Showing posts with label separation. Show all posts
Showing posts with label separation. Show all posts

4.4.20

Tilling the ground

I wrote about quarantine long before it was actually a thing. Seems like the whole world is locked inside now, but it's not much of a change for us. Luckily, since we live on campus, our "back-yard" is vast. There is much to be grateful for in that sense.

I have been thinking back to other lock downs and pending evacuations. The first time it happened in Congo I was torn between having the school potentially require me to leave and feeling that there was no better place to be than exactly where I was.

In the face of these new uncertain times, no such dilemma ensued. In fact, our school borderline required us to stay. Not in so many words, of course, but there was definitely, initially, a lot of pressure. This didn't really influence my decision, as the only other place I'd rather be wasn't really available at the moment. I do think most people with families should have been encouraged to join them as soon as possible. As a result, there are quite a few families and singles waiting on evacuation flights. I've heard these last minute flights have gone off without too much of a hitch in some other West African nations. Not here, naturally.

While no one is exactly sure why, the emergency flights set up for this week were postponed and rescheduled every day, until finally being cancelled 'until further notice.' It seems to have something to do with negotiations around allowing the pilots into the airport. Clearly not successful. It might be too late.

We are in the awkward position of watching our family and friends around the globe battle this illness as it makes it way to Africa. I have been hoping against hope that somehow Africa will be spared the worst of it. She has suffered so often and bears so much of the pain of life, I would be grateful to see her sit this one out. It's time, I think. She has certainly paid her dues.

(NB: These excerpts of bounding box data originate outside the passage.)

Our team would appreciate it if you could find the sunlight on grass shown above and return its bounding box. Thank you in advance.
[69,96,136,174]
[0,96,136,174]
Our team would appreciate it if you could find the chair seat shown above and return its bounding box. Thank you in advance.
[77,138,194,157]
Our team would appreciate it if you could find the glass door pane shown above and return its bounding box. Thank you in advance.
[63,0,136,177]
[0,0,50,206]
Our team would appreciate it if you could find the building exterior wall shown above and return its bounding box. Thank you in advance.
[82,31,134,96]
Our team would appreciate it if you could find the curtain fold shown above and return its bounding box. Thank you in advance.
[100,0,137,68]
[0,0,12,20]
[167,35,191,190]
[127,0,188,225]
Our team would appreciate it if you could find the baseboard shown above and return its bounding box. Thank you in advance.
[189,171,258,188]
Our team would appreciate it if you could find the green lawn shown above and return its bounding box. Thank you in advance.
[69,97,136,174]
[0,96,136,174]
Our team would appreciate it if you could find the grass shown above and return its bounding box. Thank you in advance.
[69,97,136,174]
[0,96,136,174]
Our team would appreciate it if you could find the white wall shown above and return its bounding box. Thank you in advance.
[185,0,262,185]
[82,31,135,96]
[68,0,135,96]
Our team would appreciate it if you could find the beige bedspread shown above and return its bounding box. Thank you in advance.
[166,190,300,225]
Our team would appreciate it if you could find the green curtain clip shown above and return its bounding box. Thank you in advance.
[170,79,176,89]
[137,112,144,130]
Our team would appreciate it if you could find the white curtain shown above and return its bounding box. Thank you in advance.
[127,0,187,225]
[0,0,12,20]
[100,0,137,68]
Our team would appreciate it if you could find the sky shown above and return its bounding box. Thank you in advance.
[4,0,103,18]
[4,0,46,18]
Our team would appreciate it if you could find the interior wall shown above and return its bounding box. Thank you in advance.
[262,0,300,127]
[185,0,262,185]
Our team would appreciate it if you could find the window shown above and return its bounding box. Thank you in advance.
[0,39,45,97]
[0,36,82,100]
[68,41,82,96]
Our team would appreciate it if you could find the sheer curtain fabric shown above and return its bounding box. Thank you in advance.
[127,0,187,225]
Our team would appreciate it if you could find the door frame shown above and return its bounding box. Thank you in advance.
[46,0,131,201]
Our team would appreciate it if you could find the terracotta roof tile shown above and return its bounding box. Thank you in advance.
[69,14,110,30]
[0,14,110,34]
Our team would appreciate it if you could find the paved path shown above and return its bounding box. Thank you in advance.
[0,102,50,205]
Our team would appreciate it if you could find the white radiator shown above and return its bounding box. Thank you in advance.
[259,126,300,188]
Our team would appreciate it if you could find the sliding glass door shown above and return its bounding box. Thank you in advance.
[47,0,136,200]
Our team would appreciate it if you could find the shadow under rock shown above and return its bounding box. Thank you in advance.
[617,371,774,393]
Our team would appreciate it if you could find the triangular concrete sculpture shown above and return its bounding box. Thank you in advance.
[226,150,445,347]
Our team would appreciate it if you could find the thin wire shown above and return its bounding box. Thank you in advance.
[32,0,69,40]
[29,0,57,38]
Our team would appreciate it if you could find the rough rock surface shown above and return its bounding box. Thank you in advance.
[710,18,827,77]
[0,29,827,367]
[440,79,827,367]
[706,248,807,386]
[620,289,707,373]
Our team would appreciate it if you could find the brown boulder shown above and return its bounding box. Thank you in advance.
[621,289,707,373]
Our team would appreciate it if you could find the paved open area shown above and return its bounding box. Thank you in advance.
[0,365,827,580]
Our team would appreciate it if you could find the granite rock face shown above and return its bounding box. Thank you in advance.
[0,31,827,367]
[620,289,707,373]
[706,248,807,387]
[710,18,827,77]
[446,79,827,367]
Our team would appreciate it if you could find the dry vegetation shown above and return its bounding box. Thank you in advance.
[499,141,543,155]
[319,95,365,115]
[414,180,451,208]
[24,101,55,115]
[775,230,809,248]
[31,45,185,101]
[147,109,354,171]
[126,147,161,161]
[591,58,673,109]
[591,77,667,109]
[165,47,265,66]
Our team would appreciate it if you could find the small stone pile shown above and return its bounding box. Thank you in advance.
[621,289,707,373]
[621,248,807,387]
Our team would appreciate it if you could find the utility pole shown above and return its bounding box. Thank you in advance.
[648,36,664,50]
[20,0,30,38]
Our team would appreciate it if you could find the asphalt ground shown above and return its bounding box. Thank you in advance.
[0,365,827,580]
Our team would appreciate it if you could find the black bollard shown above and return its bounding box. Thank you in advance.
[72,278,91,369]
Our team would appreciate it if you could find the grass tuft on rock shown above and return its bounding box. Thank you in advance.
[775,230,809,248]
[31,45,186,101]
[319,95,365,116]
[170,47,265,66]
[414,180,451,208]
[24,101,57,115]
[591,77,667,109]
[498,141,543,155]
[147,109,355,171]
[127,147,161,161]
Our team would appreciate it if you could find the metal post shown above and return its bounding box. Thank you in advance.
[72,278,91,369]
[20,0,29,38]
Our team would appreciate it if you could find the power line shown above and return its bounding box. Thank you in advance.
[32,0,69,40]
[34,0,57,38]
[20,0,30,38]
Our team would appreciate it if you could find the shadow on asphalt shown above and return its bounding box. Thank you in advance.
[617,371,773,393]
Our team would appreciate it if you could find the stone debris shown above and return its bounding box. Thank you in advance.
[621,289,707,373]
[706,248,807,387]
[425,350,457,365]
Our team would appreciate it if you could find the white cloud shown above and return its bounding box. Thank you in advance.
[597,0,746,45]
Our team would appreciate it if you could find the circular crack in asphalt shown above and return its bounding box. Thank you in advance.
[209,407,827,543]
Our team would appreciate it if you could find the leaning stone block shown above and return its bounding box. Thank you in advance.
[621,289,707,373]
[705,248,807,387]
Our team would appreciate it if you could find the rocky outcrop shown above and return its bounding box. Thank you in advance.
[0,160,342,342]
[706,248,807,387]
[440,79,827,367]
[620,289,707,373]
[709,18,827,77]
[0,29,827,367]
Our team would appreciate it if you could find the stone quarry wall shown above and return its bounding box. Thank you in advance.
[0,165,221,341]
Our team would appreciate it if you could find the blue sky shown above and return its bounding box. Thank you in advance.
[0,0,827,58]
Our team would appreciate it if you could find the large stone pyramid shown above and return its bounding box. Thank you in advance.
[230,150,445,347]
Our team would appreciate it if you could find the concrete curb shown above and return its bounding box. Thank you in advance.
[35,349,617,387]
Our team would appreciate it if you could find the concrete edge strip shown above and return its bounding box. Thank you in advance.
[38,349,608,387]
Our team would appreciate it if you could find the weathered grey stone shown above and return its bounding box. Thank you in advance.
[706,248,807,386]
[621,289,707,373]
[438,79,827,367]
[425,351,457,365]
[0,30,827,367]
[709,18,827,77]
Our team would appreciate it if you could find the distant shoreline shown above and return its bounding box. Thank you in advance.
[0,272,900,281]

I have no doubt we all be touched this. The virus travels in humans, and witnessing the spread from country to country and across continents proves how interconnected we all are. Our family recently received that middle of the night call that everyone dreads. Except it came in the afternoon. Having the sun shining while hearing of death doesn't make the knees stronger. It doesn't stop the heart from dropping or the tears from flowing. And now we are filled up with sadness. Our personal sadness, the sadness of thousands of families losing the ones they love, and sadness at the injustice of it all. Beneath the tragedies, lies a basic foundation of injustice and we can only hope that somehow, in the rebuilding of new systems, the ground will be dug up, turned over and a truly fresh start ensues.


1.2.09

Abraham's story

Jan. 31, 2009
Since the beginning of time, the story of Abraham has terrified me. For awhile, it was my excuse for aversion to religion. I did not believe I could pass such a test, nor did I want to be involved with a God who would command one. But of course, we are all involved with God , through our acceptance or denial, and I’ve yet to come to terms with such a test but continue to struggle in my faith.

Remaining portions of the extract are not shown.